The graffiti-abatement staff in Nogales, Sonora, works fast - apparently a little too fast.
In recent days, it responded to a citizen complaint about graffiti in an area a few blocks south of the border downtown, but they ended up painting over a 16-year-old mural by well-known local artist Alberto Morackis.
Morackis, who died in 2008, painted the mural, known informally as "La Serpiente," in 1996. It was painted on a wall on a steep hillside about three blocks south of the border, a block west of the main drag, Avenida Obregón.
Morackis was a pioneering artist in Nogales, Sonora, having started the Taller Yonke (Junk Workshop) with Guadalupe Serrano.
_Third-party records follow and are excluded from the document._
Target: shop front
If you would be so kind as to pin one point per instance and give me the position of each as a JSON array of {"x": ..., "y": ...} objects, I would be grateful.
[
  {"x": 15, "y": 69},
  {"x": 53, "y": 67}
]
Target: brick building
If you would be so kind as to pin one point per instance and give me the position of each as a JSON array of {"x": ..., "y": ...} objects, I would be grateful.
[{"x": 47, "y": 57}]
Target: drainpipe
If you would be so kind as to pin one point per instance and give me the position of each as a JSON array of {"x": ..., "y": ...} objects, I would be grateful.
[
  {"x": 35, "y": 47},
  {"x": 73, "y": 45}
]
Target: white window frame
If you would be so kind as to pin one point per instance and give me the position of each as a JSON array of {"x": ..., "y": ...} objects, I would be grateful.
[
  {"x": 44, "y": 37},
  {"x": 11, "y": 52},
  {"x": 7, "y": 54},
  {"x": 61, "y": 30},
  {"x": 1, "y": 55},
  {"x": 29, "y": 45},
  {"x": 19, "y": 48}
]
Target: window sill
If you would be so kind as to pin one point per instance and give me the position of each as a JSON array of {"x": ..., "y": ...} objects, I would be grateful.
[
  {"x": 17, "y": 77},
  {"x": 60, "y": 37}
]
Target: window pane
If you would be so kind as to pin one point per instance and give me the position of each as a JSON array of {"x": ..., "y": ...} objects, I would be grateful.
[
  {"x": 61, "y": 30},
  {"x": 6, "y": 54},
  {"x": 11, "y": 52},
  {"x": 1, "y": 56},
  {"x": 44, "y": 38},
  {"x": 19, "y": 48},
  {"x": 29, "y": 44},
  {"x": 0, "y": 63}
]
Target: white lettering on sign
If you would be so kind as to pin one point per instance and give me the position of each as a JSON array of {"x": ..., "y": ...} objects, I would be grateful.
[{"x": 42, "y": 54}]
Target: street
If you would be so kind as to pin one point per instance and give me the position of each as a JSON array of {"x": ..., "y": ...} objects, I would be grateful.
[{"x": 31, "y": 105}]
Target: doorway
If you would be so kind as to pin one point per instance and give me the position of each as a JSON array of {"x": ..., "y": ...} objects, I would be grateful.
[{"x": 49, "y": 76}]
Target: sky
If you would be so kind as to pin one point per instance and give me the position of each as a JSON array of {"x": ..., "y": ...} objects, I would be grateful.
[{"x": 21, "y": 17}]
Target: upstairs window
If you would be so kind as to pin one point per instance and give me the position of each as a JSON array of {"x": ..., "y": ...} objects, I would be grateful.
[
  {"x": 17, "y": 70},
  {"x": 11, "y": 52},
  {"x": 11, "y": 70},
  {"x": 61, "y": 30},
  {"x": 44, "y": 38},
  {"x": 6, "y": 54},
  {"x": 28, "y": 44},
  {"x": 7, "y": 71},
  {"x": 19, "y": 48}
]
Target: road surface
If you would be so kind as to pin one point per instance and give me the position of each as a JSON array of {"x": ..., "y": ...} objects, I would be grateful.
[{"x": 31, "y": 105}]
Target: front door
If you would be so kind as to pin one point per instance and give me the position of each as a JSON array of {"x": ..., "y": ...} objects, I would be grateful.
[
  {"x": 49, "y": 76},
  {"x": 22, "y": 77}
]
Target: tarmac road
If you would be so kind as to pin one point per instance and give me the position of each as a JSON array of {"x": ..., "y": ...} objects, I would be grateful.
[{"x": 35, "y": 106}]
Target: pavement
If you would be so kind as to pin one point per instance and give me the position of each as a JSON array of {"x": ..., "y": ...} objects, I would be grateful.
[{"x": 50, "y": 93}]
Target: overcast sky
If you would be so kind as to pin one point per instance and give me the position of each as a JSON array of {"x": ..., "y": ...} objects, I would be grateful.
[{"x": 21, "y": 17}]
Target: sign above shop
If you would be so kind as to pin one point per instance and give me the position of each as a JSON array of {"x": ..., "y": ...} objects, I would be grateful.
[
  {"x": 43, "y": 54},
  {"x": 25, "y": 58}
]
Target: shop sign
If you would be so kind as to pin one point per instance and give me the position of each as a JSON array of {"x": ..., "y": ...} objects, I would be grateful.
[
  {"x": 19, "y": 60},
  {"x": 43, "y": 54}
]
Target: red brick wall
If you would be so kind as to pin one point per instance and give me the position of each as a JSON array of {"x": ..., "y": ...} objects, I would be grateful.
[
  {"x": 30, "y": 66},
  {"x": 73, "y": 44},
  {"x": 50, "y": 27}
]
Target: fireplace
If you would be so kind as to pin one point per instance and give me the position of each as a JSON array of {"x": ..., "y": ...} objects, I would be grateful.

The two became known for putting up artwork along the border fence, and they displayed some of this work at the University of Arizona.
"Alberto was really the force behind the mural movement in Nogales, Sonora," said UA art professor Alfred Quiroz, who collaborated with Morackis in a 2007 project along the border fence.
Ignacio Riestra, director of Nogales' "Urban Image" office, told the local newspaper El Diario de Sonora that he asks his employees to respond to citizen complaints within three hours.
"The truth is it was a mistake, from us trying to respond to the community," Riestra told El Diario.
It's unclear whether the complaint was about the mural itself or something nearby.
Serrano said the mural, formally titled "México Opuesto" (Mexico in Opposition), showed the snake in the claws of an eagle featured in Mexico's national symbol. But the snake is seen from below, and only the claws of the eagle are visible, Serrano said.
The director of Nogales' art museum, Juan Amparano Gámez, told El Imparcial newspaper, "It's a piece that screams of identity, justice, democracy and many other things that are always in play in the identity of the U.S. border area."
Members of the Taller Yonke pledged to repaint the mural, and Mayor Ramón Guzmán said he supports the effort.